Ariel Henry n’est pas seulement un représentant du parti que de nombreux Haïtiens tiennent pour responsable de la crise, il n’a pas non plus été élu ou nommé de la manière prévue par la constitution. Le président Moïse l’avait nommé au poste de Premier ministre quelques jours avant qu’il ne soit lui-même assassiné. L’approbation de cette nomination par le Parlement n’a jamais eu lieu. La majorité de la population haïtienne ne le considère donc pas comme le chef légitime du gouvernement.
Pour sa part, le Core Group a opté pour Ariel Henry
Mais la communauté internationale, en particulier les pays et organisations réunis au sein du « Core Group » (formé par les ambassadeurs d’Allemagne, de France, du Brésil, du Canada, d’Espagne, des États-Unis et de l’Union européenne, ainsi que des représentants des Nations unies et de l’Organisation des États américains), pense différemment. Pour eux, Henry est la personne qui se rapproche le plus d’un chef d’État légitime.

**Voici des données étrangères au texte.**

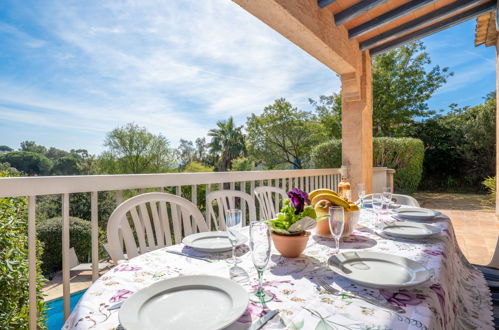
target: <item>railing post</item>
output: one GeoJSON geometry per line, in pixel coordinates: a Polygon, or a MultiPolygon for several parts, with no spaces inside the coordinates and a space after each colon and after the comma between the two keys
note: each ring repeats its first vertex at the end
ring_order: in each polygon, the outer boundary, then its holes
{"type": "Polygon", "coordinates": [[[69,285],[69,194],[62,195],[62,295],[64,297],[64,321],[71,307],[69,285]]]}
{"type": "Polygon", "coordinates": [[[92,225],[92,282],[99,278],[99,193],[90,194],[91,225],[92,225]]]}
{"type": "Polygon", "coordinates": [[[28,290],[29,290],[29,329],[36,330],[36,196],[28,197],[28,290]]]}

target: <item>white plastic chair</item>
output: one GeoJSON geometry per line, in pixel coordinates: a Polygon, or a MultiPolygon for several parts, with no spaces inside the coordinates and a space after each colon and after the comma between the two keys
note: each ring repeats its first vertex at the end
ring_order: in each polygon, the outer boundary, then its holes
{"type": "Polygon", "coordinates": [[[230,209],[243,210],[241,223],[246,225],[247,207],[249,221],[256,221],[255,201],[251,195],[239,190],[217,190],[206,196],[208,207],[208,223],[213,223],[216,230],[225,230],[225,211],[230,209]]]}
{"type": "MultiPolygon", "coordinates": [[[[373,195],[369,194],[364,197],[364,201],[369,201],[372,200],[373,195]]],[[[412,207],[421,207],[419,206],[419,202],[414,198],[409,195],[400,195],[400,194],[392,194],[392,201],[394,203],[400,204],[400,205],[407,205],[407,206],[412,206],[412,207]]],[[[360,200],[359,200],[360,202],[360,200]]]]}
{"type": "Polygon", "coordinates": [[[109,217],[109,254],[118,263],[178,244],[198,231],[208,231],[208,226],[196,205],[187,199],[166,193],[141,194],[121,203],[109,217]]]}
{"type": "Polygon", "coordinates": [[[255,188],[255,196],[260,205],[260,218],[265,220],[275,219],[281,210],[282,201],[288,198],[284,190],[270,186],[255,188]]]}

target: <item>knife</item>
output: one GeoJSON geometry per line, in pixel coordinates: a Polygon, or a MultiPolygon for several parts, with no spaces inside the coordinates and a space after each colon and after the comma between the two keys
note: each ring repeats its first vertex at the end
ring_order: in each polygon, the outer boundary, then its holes
{"type": "Polygon", "coordinates": [[[261,329],[265,324],[267,324],[268,321],[272,320],[274,316],[276,316],[279,313],[279,310],[274,309],[264,316],[262,316],[258,321],[253,323],[248,330],[258,330],[261,329]]]}
{"type": "Polygon", "coordinates": [[[171,254],[176,254],[176,255],[179,255],[179,256],[182,256],[182,257],[198,259],[198,260],[202,260],[202,261],[206,261],[206,262],[212,262],[210,259],[206,259],[206,258],[203,258],[203,257],[191,256],[191,255],[188,255],[188,254],[182,253],[182,252],[169,251],[169,250],[167,250],[166,252],[171,253],[171,254]]]}

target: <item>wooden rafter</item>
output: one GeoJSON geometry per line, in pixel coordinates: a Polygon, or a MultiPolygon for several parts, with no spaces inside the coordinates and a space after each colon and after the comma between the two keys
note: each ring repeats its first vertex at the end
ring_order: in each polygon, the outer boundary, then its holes
{"type": "Polygon", "coordinates": [[[372,10],[382,4],[388,2],[388,0],[364,0],[355,5],[348,7],[347,9],[339,12],[334,15],[334,22],[336,25],[342,25],[346,22],[358,17],[362,14],[367,13],[369,10],[372,10]]]}
{"type": "Polygon", "coordinates": [[[424,27],[428,24],[435,23],[441,20],[444,17],[448,17],[457,12],[469,9],[470,7],[475,6],[477,3],[481,2],[481,0],[458,0],[456,2],[452,2],[447,6],[441,7],[435,11],[432,11],[426,15],[415,18],[407,23],[401,24],[391,30],[385,31],[383,33],[378,34],[372,38],[369,38],[365,41],[360,42],[359,46],[361,50],[369,49],[381,45],[389,40],[400,37],[404,34],[417,30],[421,27],[424,27]]]}
{"type": "Polygon", "coordinates": [[[475,18],[479,15],[488,13],[490,11],[495,10],[496,8],[496,0],[478,5],[471,9],[468,9],[464,12],[461,12],[457,15],[446,18],[437,23],[426,26],[420,30],[404,35],[398,39],[382,44],[381,46],[370,49],[371,56],[377,55],[379,53],[385,52],[392,48],[401,46],[405,43],[424,38],[436,32],[442,31],[444,29],[450,28],[452,26],[463,23],[469,19],[475,18]]]}

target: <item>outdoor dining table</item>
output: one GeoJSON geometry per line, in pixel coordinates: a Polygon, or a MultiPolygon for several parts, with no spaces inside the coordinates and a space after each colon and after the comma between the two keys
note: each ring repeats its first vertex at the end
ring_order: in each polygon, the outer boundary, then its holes
{"type": "MultiPolygon", "coordinates": [[[[390,214],[384,217],[391,218],[390,214]]],[[[471,220],[471,219],[470,219],[471,220]]],[[[361,211],[359,226],[341,241],[341,252],[374,251],[403,256],[425,265],[429,281],[406,289],[370,289],[334,274],[327,260],[334,241],[312,235],[298,258],[284,258],[276,250],[264,273],[264,288],[274,300],[265,306],[248,302],[246,312],[228,329],[247,329],[266,312],[278,309],[278,316],[264,329],[493,329],[490,292],[482,274],[461,253],[445,215],[432,223],[442,228],[437,237],[405,240],[376,233],[376,218],[361,211]],[[333,295],[318,279],[358,296],[388,301],[405,313],[370,304],[348,294],[333,295]]],[[[248,228],[242,229],[248,233],[248,228]]],[[[121,263],[97,280],[84,294],[64,329],[120,329],[119,309],[108,307],[124,301],[154,282],[184,275],[207,274],[231,278],[248,291],[257,285],[257,273],[246,245],[237,249],[237,268],[227,263],[231,252],[202,253],[182,244],[158,249],[121,263]],[[203,256],[213,262],[189,258],[165,250],[203,256]]],[[[345,291],[343,291],[345,292],[345,291]]],[[[192,316],[196,311],[192,310],[192,316]]]]}

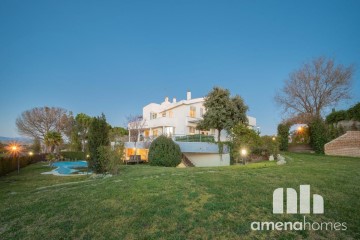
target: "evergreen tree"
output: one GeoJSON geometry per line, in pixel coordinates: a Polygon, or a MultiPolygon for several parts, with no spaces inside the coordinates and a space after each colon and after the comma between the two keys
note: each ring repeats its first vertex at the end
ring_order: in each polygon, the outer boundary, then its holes
{"type": "Polygon", "coordinates": [[[239,95],[230,97],[228,89],[214,87],[205,97],[204,107],[206,113],[197,128],[218,130],[218,142],[220,142],[220,132],[223,129],[230,132],[238,123],[248,123],[246,117],[248,107],[239,95]]]}
{"type": "Polygon", "coordinates": [[[90,159],[88,160],[89,168],[97,173],[104,172],[99,155],[99,147],[109,146],[109,127],[104,114],[94,117],[88,132],[88,148],[90,159]]]}
{"type": "Polygon", "coordinates": [[[280,123],[277,128],[278,142],[280,144],[280,151],[287,151],[289,148],[289,130],[290,125],[286,123],[280,123]]]}

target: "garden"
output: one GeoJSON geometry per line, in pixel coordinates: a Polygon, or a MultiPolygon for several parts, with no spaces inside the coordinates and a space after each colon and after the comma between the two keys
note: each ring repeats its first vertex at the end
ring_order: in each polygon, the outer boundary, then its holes
{"type": "Polygon", "coordinates": [[[216,168],[120,167],[111,178],[56,177],[31,164],[0,178],[1,239],[359,239],[359,158],[286,153],[274,162],[216,168]],[[310,184],[325,213],[310,222],[346,222],[346,231],[253,231],[273,215],[279,187],[310,184]],[[171,217],[169,217],[171,216],[171,217]]]}

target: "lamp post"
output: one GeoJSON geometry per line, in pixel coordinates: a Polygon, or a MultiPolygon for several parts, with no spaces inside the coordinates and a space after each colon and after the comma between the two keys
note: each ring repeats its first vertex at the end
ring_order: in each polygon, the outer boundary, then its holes
{"type": "Polygon", "coordinates": [[[20,159],[19,159],[18,155],[22,150],[21,146],[18,143],[10,143],[6,147],[6,149],[11,156],[13,156],[15,159],[17,158],[17,169],[18,169],[18,174],[19,174],[20,173],[20,159]]]}

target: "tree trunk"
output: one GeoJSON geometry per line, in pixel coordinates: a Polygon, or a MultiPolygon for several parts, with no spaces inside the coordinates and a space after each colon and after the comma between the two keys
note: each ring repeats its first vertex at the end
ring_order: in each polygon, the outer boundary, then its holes
{"type": "Polygon", "coordinates": [[[218,142],[220,142],[221,129],[217,129],[217,130],[218,130],[218,142]]]}

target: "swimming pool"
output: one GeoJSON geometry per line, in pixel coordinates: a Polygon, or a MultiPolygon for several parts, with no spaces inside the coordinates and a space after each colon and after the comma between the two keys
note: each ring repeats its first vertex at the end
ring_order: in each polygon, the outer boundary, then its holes
{"type": "Polygon", "coordinates": [[[52,167],[56,168],[50,172],[44,172],[43,174],[53,174],[58,176],[87,174],[87,172],[80,172],[78,168],[87,168],[88,164],[86,161],[64,161],[55,162],[52,164],[52,167]]]}

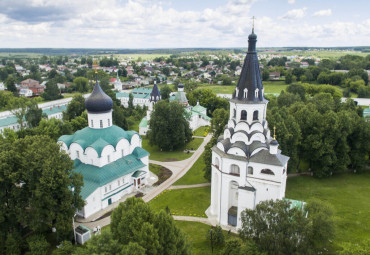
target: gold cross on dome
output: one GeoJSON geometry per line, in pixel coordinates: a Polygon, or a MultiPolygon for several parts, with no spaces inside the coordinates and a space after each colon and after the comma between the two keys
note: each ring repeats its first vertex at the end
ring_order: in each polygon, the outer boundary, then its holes
{"type": "Polygon", "coordinates": [[[253,20],[253,23],[252,23],[252,33],[254,33],[254,20],[256,19],[256,17],[253,16],[251,19],[253,20]]]}
{"type": "Polygon", "coordinates": [[[274,140],[276,140],[276,126],[274,126],[274,140]]]}

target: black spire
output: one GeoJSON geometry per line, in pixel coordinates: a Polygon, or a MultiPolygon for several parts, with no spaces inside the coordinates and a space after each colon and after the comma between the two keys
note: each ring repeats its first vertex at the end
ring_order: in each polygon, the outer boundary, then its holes
{"type": "Polygon", "coordinates": [[[248,36],[248,52],[240,73],[238,85],[233,94],[234,99],[243,101],[264,101],[263,85],[256,51],[257,35],[248,36]]]}
{"type": "Polygon", "coordinates": [[[152,89],[152,92],[150,93],[150,102],[157,102],[161,100],[161,93],[159,92],[157,83],[154,81],[154,87],[152,89]]]}
{"type": "Polygon", "coordinates": [[[88,112],[108,112],[112,110],[113,100],[104,93],[99,85],[98,78],[96,78],[95,87],[91,95],[85,101],[85,107],[88,112]]]}

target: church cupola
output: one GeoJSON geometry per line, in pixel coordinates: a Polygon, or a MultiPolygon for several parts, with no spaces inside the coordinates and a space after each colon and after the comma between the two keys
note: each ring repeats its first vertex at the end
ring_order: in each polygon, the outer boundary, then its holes
{"type": "Polygon", "coordinates": [[[238,85],[233,94],[233,99],[242,101],[264,101],[263,85],[256,51],[257,35],[248,36],[248,52],[240,74],[238,85]]]}
{"type": "Polygon", "coordinates": [[[152,89],[152,93],[150,93],[150,102],[156,103],[159,100],[161,100],[161,93],[159,92],[157,82],[154,81],[154,87],[152,89]]]}
{"type": "Polygon", "coordinates": [[[113,125],[113,100],[104,93],[96,79],[91,95],[85,101],[89,127],[94,129],[107,128],[113,125]]]}
{"type": "Polygon", "coordinates": [[[270,154],[277,154],[278,147],[279,147],[278,141],[276,141],[275,139],[273,139],[270,142],[270,154]]]}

Cela fait de lui leur premier interlocuteur et l’homme avec lequel des accords peuvent être conclus sur la manière dont Haïti doit procéder et sur le rôle que les pays étrangers peuvent jouer à cet égard.
Le 21 janvier, le Canada, l’un des membres du Core Group, a organisé une réunion en ligne sur la crise en Haïti. Outre les membres du Core Group, des représentants du Mexique et d’autres pays d’Amérique latine et des Caraïbes ont participé à la consultation. Ariel Henry a participé au nom de Haïti. Les représentants de l’opposition ou de la société civile, comme l’Accord de Montana, n’étaient pas présents. Plusieurs pays ont promis un soutien (financier). Le Premier ministre canadien, M. Trudeau, a promis 50 millions de dollars canadiens supplémentaires pour les soins de santé, la sécurité et les infrastructures, tandis que le secrétaire d’État adjoint, M. Sherman, a assuré au nom des États-Unis que son pays continuerait à soutenir Haïti. L’insécurité et l’absence d’élections ont été les principaux sujets de discussion. Le premier ministre Henry a annoncé qu’il resterait en poste jusqu’à ce que les élections aient lieu.
7 février 2022 : une date importante
Le fait qu’Henry n’ait pas l’intention de partir (une date pour les élections n’a pas été annoncée, sans compter que les élections sont impossibles dans la situation actuelle) entraîne une montée des tensions en Haïti. Nous serons bientôt le 7 février, une date importante pour les Haïtiens : le 7 février 1986, le dictateur Jean-Claude Duvalier (Baby Doc) a été expulsé du pays, mettant fin à une dictature brutale de près de 30 ans. Depuis lors, le 7 février est traditionnellement la date à laquelle un nouveau président est installé. Le mandat de Jovenel Moïse, assassiné, expirait, selon lui-même, le 7 février 2022, alors que selon de nombreux Haïtiens, son mandat était déjà terminé le 7 février 2021. Et maintenant Henry resterait en tant que « président » non élu …..
L’opposition n’est pas la seule à s’y opposer. Un groupe d’anciens ministres ayant servi dans le gouvernement de Moïse estime également que M. Henry devrait démissionner le 7 février. Leurs considérations sont que Moïse aurait démissionné le jour même et, peut-être plus important encore, qu’Henry n’a rien fait ces derniers mois pour améliorer la situation dramatique dans laquelle se trouve le pays, le manque de sécurité étant en tête de liste.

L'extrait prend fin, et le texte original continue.